Protecting Your Heirs: Spendthrift Trusts

Many families have concerns about their potential beneficiaries’ or heirs’ spending habits. If you are worried that your child, grandchild, or other beneficiary may be reckless with an inheritance, there are ways to provide for their long-term security while also protecting your hard-earned assets.

One option is to create a type of irrevocable trust known as a spendthrift trust. The purpose of a spendthrift trust isn’t just to protect irresponsible heirs from themselves, even the most financially responsible heirs can be exposed to frivolous lawsuits, unscrupulous creditors, or a dishonest business partner or spouse.

A properly designed trust with a carefully drafted spendthrift clause can protect your family’s assets against such attacks and can also protect your loved ones in the event of relationship changes. If one of your children divorces, your child’s spouse generally can’t claim a share of the trust property in the divorce settlement.

Also, if your child predeceases his or her spouse, the spouse generally is entitled by law to a significant portion of your child’s estate. In some cases, that may be a desirable outcome, but in others, such as second marriages when there are children from a prior marriage, a spendthrift trust can prevent your child’s inheritance from ending up in the hands of his or her ex-spouse rather than in the hands of your grandchildren.

A variety of trusts can include a spendthrift clause, which restricts a beneficiary’s ability to assign or transfer his or her interest in the trust and restricts the rights of creditors to reach the trust assets. Additionally, you can direct the trustee to give a particular beneficiary a monthly allowance and/or periodic lump sum payments for life or until the funds are fully disbursed, or you can give the trustee discretion on when to distribute money ahead of schedule but only for specific purposes such as education, medical expenses, or other necessities.

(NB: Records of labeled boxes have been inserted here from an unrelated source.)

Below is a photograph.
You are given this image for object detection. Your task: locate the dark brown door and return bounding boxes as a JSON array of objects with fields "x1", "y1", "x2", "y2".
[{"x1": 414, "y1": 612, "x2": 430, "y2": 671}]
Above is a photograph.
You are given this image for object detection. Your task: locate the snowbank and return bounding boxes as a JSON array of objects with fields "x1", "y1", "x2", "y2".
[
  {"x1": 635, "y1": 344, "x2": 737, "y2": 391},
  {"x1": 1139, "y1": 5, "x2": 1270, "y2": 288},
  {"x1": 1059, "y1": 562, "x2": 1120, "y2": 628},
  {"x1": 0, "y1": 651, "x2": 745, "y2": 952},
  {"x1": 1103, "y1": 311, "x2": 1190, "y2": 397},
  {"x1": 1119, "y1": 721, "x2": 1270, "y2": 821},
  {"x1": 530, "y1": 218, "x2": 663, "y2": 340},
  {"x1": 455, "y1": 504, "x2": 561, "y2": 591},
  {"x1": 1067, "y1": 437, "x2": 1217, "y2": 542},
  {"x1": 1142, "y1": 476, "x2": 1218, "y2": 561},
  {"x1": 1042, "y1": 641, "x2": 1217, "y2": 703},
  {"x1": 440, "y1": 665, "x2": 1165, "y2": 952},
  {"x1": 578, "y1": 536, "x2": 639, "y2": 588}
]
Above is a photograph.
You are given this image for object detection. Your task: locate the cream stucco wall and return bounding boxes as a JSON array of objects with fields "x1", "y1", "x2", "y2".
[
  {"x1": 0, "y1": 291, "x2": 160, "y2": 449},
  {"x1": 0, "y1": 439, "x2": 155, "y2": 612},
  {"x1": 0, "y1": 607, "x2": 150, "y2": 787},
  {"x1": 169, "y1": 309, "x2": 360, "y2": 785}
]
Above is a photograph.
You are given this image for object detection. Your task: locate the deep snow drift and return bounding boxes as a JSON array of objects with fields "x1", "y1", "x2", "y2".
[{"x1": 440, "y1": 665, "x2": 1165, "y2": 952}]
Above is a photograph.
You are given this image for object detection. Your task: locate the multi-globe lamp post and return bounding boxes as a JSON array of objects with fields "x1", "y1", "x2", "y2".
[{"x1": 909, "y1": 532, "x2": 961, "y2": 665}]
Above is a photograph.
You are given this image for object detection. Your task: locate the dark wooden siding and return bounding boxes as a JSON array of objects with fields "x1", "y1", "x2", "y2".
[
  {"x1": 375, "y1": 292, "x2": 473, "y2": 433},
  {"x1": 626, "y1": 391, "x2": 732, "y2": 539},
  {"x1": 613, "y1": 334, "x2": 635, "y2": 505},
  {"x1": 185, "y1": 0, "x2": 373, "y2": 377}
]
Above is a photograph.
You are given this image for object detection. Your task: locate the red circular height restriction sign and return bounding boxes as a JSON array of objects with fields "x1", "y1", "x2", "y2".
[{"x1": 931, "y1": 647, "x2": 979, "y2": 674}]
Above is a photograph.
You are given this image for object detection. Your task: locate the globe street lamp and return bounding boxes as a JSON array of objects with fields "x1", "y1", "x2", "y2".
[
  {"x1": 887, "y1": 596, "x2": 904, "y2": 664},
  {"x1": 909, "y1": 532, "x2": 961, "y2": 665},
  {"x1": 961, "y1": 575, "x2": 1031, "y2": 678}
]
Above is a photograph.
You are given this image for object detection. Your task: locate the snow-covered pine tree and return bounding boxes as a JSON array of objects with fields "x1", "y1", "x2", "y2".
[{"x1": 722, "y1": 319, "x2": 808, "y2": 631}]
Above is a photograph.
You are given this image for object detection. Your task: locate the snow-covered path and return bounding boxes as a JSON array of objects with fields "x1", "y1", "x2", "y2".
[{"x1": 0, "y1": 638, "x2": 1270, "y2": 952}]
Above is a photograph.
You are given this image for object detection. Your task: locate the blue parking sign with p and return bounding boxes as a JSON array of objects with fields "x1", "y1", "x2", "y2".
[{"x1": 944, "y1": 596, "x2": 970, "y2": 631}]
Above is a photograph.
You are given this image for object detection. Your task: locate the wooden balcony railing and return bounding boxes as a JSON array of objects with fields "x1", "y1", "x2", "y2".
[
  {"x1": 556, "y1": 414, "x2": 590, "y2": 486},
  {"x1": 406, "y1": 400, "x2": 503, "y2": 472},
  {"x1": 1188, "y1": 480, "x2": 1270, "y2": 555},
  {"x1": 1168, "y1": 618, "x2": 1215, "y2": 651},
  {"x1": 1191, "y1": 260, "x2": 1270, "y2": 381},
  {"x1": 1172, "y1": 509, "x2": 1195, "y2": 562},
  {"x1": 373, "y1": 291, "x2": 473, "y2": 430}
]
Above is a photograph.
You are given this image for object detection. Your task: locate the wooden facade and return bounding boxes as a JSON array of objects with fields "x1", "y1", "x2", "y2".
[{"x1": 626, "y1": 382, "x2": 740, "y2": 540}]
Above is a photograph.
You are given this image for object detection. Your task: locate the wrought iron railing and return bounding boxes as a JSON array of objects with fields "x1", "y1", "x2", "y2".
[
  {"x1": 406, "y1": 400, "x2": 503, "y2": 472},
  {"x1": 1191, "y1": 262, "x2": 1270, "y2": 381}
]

Generally, the more discretion you give the trustee over distributions from the trust, the greater the protection against creditors’ claims. If the trust requires the trustee to make distributions for a beneficiary’s support, for example, a court may rule that a creditor can reach the trust assets to satisfy support-related debts. For increased protection, it’s preferable to give the trustee full discretion over whether and when to make distributions.

A properly constructed spendthrift trust protects the proceeds you leave the beneficiary from possible claims by his or her creditors. In general, creditors cannot access any of the Spendthrift trust assets until they are distributed to the beneficiaries although they sometimes can be tapped to pay for alimony or child support.

Please note that this article is a general summary of law and omits many important details, footnotes, and caveats. It is no substitute for legal advice from a lawyer based on your particular circumstances.